Start with how people spend their time.
We’ve known since at least the 1950s, with the work done by William Oncken and Peter Drucker, that management’s time is a key variable in organisational performance, especially in the long term.
Management time is the source of leverage — through what it’s spent on, and how much work is done by the people being managed.
Multipliers on work come with establishing and insisting upon free action by those below you. The term delegation doesn’t mean, in other words, telling people what to do and how to do it, or requiring endless check-ins and approvals, but making them responsible for outcomes and removing barriers to their ability to achieve, all the time guiding and teaching as needed.
One sign that an organisation is headed toward trouble, therefore, is when the management cadre is too busy to pay attention to new and needed initiatives.
Consultants see this repeatedly. Whether they initiated a proposal that was accepted, or responded to the request for one, there’s a project they’ve been hired to undertake that offers the organisation a payback.
The executive sponsor may even have some degree of urgency in mind, if the numbers are meaningful enough.
But the managers involved don’t have schedule space to work with the consultant. They’re overloaded, according to their calendars. Meetings are proposed, then cancelled.
The staff are ready to go. The sponsor’s looking for progress toward completion. The consultant is there. But the manager can’t make the time.
There are crises that erupt. Some other project is in trouble, and needs to be put back on track. Delegation turned into a disaster with this staff member, and not only the pieces need to be picked up, but time has to go into that person’s learning, while it’s fresh.
There are also cyclical issues to deal with: it’s budget time, or plan time, or staff evaluation time.
Still, there’s an ironclad finding that’s often overlooked: management time is best spent where it produces the greatest leverage.
That consultant — who, depending on the financial arrangements, may or may not be costing you money — is a superb source of leverage. After all, you hired a consultant to do the job to get exactly that.
Finding the hours needed to get the project up and running, allocate internal resources, set intermediate checkpoints as needed and then stepping back should be a natural move. It increases the overall return on the manager’s time.

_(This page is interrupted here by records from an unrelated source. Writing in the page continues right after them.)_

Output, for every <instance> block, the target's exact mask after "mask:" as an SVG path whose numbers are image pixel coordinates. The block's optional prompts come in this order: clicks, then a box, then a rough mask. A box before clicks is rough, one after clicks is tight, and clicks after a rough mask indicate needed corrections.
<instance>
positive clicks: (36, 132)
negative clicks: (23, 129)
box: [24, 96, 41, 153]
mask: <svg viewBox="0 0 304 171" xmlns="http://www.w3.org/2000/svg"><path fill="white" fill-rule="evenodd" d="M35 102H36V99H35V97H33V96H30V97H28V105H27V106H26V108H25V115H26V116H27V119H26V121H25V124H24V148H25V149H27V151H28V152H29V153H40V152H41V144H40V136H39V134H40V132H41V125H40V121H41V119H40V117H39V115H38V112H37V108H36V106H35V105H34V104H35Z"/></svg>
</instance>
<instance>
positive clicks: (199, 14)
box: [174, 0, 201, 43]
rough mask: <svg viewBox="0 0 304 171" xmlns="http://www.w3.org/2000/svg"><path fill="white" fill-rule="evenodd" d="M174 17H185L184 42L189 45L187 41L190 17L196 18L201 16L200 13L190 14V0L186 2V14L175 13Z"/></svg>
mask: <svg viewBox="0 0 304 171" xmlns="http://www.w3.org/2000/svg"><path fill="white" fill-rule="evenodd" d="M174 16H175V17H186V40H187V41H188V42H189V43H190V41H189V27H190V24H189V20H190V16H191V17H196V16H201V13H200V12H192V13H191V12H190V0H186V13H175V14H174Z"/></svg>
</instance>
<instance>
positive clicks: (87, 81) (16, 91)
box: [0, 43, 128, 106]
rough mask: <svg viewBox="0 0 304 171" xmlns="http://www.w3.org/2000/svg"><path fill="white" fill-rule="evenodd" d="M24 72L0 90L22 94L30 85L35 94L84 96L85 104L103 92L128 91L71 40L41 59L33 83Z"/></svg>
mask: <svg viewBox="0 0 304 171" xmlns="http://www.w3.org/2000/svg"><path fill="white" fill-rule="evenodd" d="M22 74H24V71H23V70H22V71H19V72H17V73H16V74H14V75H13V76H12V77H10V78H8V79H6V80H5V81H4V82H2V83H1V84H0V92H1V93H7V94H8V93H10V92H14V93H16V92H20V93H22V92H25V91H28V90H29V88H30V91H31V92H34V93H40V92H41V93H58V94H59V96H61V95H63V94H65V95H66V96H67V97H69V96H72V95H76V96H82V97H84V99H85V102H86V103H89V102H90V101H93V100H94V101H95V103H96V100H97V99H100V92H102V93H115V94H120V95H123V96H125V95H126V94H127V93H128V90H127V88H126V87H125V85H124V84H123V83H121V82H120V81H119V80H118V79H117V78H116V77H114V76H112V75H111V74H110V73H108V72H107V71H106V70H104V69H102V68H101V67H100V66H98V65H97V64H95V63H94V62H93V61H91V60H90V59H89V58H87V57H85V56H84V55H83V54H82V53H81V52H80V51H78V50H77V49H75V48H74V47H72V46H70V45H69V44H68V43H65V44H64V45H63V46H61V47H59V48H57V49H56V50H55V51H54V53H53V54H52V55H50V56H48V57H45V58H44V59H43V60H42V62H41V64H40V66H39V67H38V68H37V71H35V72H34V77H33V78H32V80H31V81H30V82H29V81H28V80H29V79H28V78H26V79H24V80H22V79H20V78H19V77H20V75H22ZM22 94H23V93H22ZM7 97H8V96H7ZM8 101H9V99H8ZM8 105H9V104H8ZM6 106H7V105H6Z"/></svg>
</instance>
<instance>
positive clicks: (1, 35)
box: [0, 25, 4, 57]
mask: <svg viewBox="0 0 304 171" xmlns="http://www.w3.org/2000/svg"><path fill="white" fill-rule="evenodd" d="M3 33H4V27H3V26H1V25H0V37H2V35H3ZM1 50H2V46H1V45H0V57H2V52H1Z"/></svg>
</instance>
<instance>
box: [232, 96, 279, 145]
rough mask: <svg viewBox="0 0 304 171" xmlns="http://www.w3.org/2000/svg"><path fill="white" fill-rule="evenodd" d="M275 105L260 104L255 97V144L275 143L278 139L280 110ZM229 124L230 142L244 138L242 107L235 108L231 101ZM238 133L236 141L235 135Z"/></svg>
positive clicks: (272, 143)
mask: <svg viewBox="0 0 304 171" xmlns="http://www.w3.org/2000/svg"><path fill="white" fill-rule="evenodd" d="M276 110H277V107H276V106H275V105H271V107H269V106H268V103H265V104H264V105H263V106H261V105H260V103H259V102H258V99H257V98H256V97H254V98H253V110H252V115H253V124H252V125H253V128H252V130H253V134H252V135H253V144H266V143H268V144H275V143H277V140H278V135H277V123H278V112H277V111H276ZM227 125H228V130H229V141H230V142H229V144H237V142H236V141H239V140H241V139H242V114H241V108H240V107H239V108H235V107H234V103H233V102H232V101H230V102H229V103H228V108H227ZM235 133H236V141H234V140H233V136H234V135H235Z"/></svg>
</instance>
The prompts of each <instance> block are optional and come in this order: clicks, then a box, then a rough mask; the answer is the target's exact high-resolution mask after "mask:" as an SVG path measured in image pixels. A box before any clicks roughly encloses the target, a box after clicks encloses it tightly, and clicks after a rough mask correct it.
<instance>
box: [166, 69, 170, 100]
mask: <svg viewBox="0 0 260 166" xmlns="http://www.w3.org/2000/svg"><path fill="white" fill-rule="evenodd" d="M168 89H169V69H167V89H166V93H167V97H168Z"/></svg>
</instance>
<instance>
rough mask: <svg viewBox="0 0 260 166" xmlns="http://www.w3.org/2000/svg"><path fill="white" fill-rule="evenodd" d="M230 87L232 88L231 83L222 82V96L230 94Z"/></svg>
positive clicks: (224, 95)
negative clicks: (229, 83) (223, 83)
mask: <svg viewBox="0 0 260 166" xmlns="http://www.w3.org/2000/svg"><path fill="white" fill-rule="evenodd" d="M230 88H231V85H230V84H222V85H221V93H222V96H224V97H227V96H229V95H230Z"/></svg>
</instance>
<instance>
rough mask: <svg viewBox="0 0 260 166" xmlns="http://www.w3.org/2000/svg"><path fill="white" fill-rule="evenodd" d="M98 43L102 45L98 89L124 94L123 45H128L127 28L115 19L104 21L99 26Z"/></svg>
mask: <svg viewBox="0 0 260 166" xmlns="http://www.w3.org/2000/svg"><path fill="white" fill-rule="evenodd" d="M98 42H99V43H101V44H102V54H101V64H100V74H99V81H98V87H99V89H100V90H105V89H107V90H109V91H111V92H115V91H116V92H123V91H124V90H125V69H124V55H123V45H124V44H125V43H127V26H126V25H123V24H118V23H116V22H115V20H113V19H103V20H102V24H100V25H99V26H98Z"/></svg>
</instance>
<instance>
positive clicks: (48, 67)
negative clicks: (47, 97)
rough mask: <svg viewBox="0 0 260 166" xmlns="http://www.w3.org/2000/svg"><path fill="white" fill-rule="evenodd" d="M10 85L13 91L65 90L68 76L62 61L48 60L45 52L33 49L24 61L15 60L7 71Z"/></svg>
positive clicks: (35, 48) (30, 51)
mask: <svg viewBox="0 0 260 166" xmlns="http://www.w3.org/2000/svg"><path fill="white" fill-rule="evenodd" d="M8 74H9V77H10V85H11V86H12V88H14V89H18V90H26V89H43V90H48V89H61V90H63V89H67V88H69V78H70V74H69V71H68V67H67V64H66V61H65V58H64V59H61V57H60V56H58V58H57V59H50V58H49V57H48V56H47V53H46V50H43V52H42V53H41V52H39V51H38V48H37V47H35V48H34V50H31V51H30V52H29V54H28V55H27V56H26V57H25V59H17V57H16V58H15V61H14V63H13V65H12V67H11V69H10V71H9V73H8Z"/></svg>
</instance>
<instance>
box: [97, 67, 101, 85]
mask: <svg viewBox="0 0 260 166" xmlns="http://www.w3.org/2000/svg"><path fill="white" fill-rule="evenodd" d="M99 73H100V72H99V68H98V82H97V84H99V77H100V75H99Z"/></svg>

But too few see it that way. Instead they focus on the routine, the cyclical and the meetings that protect against harm (at the cost of great outcomes, by restricting staff freedom) and push the things that would make a difference now to the margins.
Do that often enough, broadly enough across the management cadre, or space too many gaps between involvements, and two things happen.
First, costs go up and benefits don’t accrue: not only do you delay achievement of the efforts (and getting the expected returns from it) but you also drive the cost of the project upward. (If you want people to bid hourly rates rather than value-priced fixed fees to do work, and then come to the cubicle assigned them in your offices and do little to nothing all day on your nickel while they wait on you, this is a good way to go about it.)
Second, if you’re that fully booked, you’re also not doing the job of a manager in looking over a longer time horizon than the immediate at challenges the organisation may face, or opportunities it may miss.